El presidente lo reconoció.

—¡Era una criatura!

—Casi —dijo Homero—. Estuve con usted en toda la campaña del sur como dirigente de las brigadas universitarias.

El presidente se anticipó al reproche.

—Yo, por supuesto, ni siquiera me fijaba en usted —dijo.

—Al contrario, era muy gentil con nosotros —dijo Homero—. Pero éramos tantos que no es posible que se acuerde.

—¿Y luego?

—¿Quién lo puede saber más que usted? —dijo Homero—. Después del golpe militar, lo que es un milagro es que los dos estemos aquí, listos para comernos medio buey. No muchos tuvieron la misma suerte.

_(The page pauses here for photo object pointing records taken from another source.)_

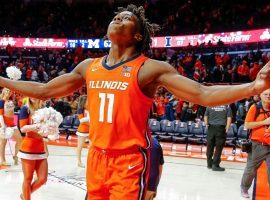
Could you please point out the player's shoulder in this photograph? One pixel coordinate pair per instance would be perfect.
(158, 65)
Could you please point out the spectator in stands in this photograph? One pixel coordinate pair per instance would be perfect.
(156, 166)
(243, 72)
(255, 68)
(260, 151)
(170, 109)
(253, 100)
(125, 106)
(218, 120)
(187, 114)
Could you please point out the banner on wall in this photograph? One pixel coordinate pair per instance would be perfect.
(251, 36)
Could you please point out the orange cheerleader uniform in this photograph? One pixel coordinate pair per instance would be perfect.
(117, 166)
(32, 147)
(83, 129)
(4, 106)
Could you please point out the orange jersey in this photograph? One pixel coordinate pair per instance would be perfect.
(119, 110)
(9, 121)
(83, 128)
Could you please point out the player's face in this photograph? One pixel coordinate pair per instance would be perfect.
(265, 96)
(6, 93)
(124, 26)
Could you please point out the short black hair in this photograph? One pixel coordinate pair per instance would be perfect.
(147, 29)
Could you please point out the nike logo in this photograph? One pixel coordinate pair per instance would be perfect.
(132, 166)
(95, 68)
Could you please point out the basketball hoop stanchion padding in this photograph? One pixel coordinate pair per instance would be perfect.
(261, 188)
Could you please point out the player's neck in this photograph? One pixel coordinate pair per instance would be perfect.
(119, 54)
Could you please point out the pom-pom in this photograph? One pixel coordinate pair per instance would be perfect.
(6, 133)
(14, 73)
(49, 120)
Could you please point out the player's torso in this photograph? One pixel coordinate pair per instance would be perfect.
(117, 106)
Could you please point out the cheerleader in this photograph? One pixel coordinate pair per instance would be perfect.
(7, 120)
(83, 129)
(33, 151)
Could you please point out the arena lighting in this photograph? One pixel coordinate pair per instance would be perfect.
(238, 37)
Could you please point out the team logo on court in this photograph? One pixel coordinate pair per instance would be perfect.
(126, 71)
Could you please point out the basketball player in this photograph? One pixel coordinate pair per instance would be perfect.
(83, 129)
(120, 89)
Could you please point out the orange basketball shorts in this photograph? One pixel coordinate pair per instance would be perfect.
(9, 121)
(115, 175)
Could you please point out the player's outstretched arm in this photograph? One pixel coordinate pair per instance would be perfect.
(59, 86)
(189, 90)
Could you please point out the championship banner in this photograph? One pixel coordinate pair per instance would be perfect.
(39, 43)
(251, 36)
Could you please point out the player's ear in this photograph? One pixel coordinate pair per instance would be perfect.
(138, 37)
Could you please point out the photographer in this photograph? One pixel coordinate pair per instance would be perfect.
(258, 122)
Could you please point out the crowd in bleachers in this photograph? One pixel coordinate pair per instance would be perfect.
(214, 67)
(174, 120)
(82, 19)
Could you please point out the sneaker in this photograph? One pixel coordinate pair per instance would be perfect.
(217, 168)
(4, 163)
(244, 193)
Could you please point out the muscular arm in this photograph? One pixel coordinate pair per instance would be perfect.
(60, 86)
(156, 73)
(252, 125)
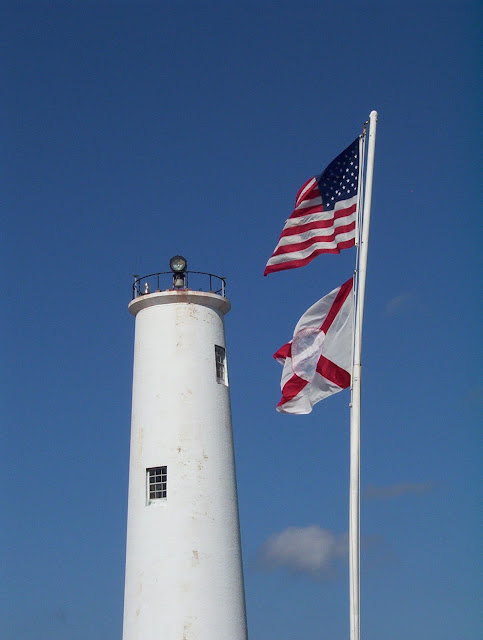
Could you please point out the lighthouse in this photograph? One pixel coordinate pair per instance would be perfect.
(184, 578)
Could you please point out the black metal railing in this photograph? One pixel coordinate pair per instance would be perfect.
(165, 281)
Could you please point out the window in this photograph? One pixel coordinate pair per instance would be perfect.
(157, 483)
(220, 362)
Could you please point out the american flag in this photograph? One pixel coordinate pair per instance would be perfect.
(324, 218)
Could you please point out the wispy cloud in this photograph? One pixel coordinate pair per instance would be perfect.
(310, 550)
(396, 490)
(398, 303)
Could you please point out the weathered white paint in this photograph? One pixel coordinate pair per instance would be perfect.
(184, 576)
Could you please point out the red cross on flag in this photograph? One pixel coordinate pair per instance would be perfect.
(317, 361)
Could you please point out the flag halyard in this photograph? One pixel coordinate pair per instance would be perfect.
(317, 361)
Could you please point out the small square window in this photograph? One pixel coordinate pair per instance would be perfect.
(220, 363)
(157, 483)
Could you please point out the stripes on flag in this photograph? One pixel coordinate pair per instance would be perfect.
(324, 217)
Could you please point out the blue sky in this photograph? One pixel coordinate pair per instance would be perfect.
(133, 131)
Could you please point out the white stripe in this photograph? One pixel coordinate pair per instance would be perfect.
(342, 204)
(315, 233)
(309, 203)
(322, 217)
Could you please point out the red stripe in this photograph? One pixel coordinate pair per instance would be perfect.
(294, 264)
(300, 246)
(306, 211)
(333, 372)
(340, 298)
(283, 352)
(292, 388)
(316, 224)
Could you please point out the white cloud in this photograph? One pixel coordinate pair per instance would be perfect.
(396, 490)
(309, 550)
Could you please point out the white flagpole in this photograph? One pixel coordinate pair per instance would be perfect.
(354, 490)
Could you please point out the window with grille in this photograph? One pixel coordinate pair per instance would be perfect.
(220, 362)
(157, 483)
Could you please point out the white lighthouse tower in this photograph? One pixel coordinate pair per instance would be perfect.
(184, 577)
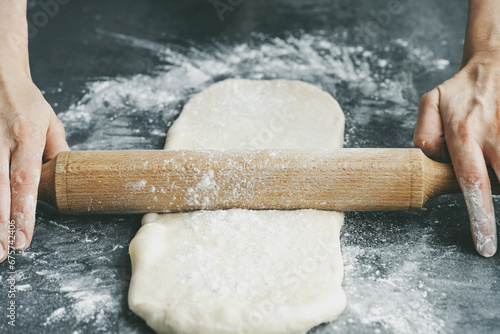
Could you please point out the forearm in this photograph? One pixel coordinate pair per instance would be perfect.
(483, 28)
(14, 56)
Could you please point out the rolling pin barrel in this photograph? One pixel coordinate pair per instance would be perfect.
(185, 180)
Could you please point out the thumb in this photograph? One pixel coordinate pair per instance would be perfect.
(56, 141)
(429, 134)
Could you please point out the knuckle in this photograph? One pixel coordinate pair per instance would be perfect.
(465, 128)
(473, 178)
(24, 177)
(23, 131)
(425, 101)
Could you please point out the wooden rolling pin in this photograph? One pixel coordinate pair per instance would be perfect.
(185, 180)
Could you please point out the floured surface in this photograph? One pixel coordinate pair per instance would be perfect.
(242, 271)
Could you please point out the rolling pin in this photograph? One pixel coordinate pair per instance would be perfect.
(185, 180)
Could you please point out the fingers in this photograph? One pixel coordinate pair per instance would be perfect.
(4, 203)
(429, 135)
(56, 141)
(472, 174)
(24, 179)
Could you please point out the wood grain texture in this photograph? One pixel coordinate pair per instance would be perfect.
(185, 180)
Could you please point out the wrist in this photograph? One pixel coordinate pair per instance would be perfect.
(482, 35)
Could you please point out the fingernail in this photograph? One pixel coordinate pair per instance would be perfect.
(487, 247)
(20, 240)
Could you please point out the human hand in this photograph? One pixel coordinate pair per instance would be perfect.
(462, 116)
(29, 132)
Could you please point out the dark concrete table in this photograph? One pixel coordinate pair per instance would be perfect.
(118, 73)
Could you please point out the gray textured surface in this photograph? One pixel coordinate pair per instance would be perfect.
(118, 73)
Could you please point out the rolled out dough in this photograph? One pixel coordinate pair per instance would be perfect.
(244, 271)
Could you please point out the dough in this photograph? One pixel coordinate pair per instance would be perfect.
(244, 271)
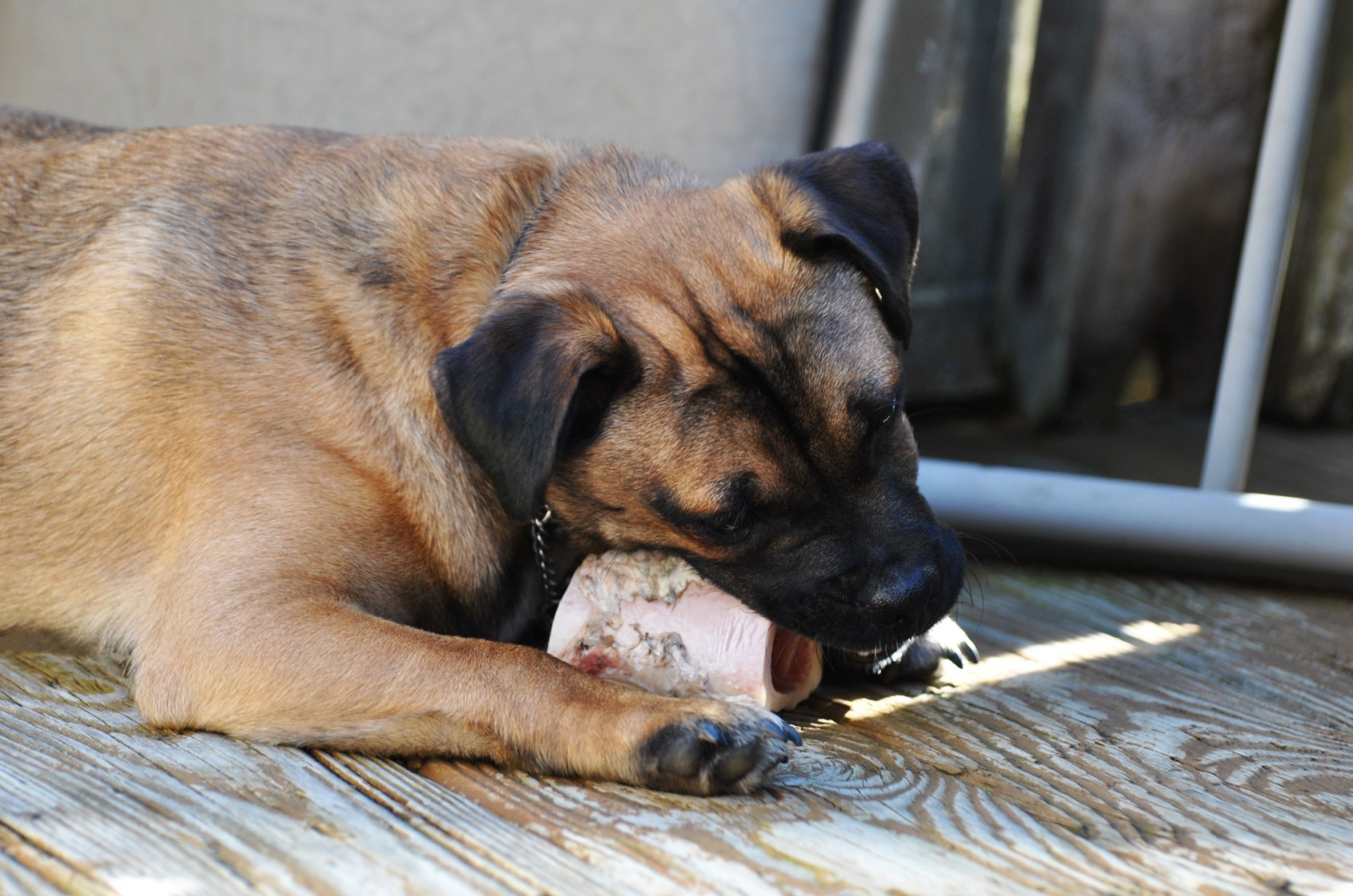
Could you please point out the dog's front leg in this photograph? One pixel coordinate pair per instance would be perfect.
(311, 670)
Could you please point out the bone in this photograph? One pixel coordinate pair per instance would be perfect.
(649, 620)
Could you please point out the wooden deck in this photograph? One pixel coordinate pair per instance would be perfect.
(1120, 735)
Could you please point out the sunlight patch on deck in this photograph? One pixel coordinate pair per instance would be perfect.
(1035, 658)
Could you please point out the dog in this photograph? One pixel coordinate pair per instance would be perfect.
(277, 407)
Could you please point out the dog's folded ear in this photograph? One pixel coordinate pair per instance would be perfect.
(858, 205)
(532, 383)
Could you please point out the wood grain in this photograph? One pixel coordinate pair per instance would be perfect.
(1120, 735)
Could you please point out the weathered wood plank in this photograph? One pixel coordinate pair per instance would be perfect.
(1122, 735)
(1120, 738)
(91, 800)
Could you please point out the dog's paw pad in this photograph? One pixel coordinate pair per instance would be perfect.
(726, 749)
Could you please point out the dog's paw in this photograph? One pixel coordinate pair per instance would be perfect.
(717, 747)
(913, 661)
(920, 657)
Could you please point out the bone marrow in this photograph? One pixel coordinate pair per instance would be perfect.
(649, 620)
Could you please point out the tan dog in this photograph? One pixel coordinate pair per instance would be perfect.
(277, 407)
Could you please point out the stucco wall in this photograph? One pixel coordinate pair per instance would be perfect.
(717, 85)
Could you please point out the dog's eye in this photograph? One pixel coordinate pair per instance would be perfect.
(877, 417)
(727, 522)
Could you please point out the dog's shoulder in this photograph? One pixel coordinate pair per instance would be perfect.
(22, 126)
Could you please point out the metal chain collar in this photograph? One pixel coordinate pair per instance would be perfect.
(547, 570)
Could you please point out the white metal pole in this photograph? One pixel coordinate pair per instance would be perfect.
(1226, 531)
(863, 72)
(1267, 240)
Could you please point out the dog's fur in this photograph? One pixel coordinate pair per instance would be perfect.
(277, 407)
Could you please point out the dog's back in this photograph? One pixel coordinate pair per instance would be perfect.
(180, 309)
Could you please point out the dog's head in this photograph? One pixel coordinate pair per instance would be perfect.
(714, 371)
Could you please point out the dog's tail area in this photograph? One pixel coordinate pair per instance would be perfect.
(18, 125)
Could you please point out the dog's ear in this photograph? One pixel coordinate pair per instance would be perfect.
(532, 383)
(856, 203)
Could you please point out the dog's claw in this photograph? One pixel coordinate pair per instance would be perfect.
(723, 749)
(915, 661)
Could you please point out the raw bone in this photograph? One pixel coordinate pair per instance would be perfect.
(649, 620)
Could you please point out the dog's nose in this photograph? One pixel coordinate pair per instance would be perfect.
(900, 600)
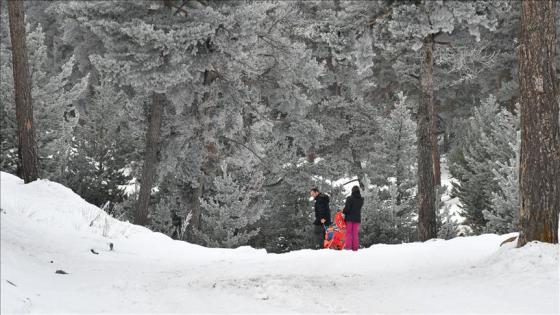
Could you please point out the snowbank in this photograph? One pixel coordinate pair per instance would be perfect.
(45, 227)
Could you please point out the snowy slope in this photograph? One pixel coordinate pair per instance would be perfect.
(45, 227)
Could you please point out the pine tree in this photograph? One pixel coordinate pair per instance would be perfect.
(27, 150)
(487, 145)
(539, 173)
(230, 212)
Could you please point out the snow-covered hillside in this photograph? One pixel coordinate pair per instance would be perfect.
(45, 227)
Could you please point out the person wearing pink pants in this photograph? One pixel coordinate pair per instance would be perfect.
(352, 235)
(352, 214)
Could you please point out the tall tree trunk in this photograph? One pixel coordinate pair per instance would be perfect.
(27, 150)
(539, 173)
(426, 190)
(435, 149)
(150, 159)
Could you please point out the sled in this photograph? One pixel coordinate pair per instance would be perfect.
(335, 234)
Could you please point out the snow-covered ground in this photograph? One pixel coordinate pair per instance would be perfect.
(46, 227)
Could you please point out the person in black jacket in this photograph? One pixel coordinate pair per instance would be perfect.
(322, 215)
(353, 215)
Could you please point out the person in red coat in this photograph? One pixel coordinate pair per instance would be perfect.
(353, 215)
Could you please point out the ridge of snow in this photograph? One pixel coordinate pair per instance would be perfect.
(46, 227)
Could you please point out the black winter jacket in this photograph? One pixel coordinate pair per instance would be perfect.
(322, 209)
(353, 208)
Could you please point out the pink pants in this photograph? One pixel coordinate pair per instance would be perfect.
(352, 239)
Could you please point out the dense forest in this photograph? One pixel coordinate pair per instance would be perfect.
(210, 121)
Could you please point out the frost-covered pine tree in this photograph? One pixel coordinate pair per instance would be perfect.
(229, 214)
(394, 158)
(503, 216)
(54, 96)
(385, 219)
(487, 146)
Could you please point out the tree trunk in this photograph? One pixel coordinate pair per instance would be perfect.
(150, 159)
(435, 149)
(539, 173)
(196, 212)
(426, 192)
(27, 151)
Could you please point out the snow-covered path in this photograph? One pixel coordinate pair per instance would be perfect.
(45, 227)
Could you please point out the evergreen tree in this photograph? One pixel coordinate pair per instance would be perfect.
(487, 144)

En ese momento les llevaron los platos. El presidente se puso la servilleta en el cuello, como un babero de niño, y no fue insensible a la callada sorpresa del invitado. «Si no hiciera esto perdería una corbata en cada comida», dijo. Antes de empezar probó la sazón de la carne, la aprobó con un gesto complacido, y volvió al tema.

—Lo que no me explico —dijo—es por qué no se me había acercado antes en vez de seguirme como un sabueso.

Entonces Homero le contó que lo había reconocido desde que lo vio entrar en el hospital por una puerta reservada para casos muy especiales. Era pleno verano, y él llevaba el traje completo de lino blanco de las Antillas, con zapatos combinados en blanco y negro, la margarita en el ojal, y la hermosa cabellera alborotada por el viento. Homero averiguó que estaba solo en Ginebra; sin ayuda de nadie, pues conocía de memoria la ciudad donde había terminado sus estudios de leyes. La dirección del hospital, a solicitud suya, tomó las determinaciones internas para asegurar el incógnito absoluto. Esa misma noche, Homero se concertó con su mujer para hacer contacto con él. Sin embargo, lo había seguido durante cinco semanas buscando una ocasión propicia, y quizás no habría sido capaz de saludarlo si él no lo hubiera enfrentado.

—Me alegro que lo haya hecho —dijo el presidente—, aunque la verdad es que no me molesta para nada estar solo.

—No es justo.

—¿Por qué? —preguntó el presidente con sinceridad—. La mayor victoria de mi vida ha sido lograr que me olviden.

—Nos acordamos de usted más de lo que usted se imagina—dijo Homero sin disimular su emoción—. Es una alegría verlo así, sano y joven.

——Sin embargo —dijo él sin dramatismo—, todo indica que moriré muy pronto.

—Sus probabilidades de salir bien son muy altas—dijo Homero.

El presidente dio un salto de sorpresa, pero no perdió la gracia.

—¡Ah caray! —exclamó—. ¿Es que en la bella Suiza se abolió el sigilo médico?

—En ningún hospital del mundo hay secretos para un chofer de ambulancias —dijo Homero.

—Pues lo que yo sé lo he sabido hace apenas dos horas y por boca del único que debía saberlo.

—En todo caso, usted no moriría en vano —dijo Homero—. Alguien lo pondrá en el lugar que le corresponde como un gran ejemplo de dignidad.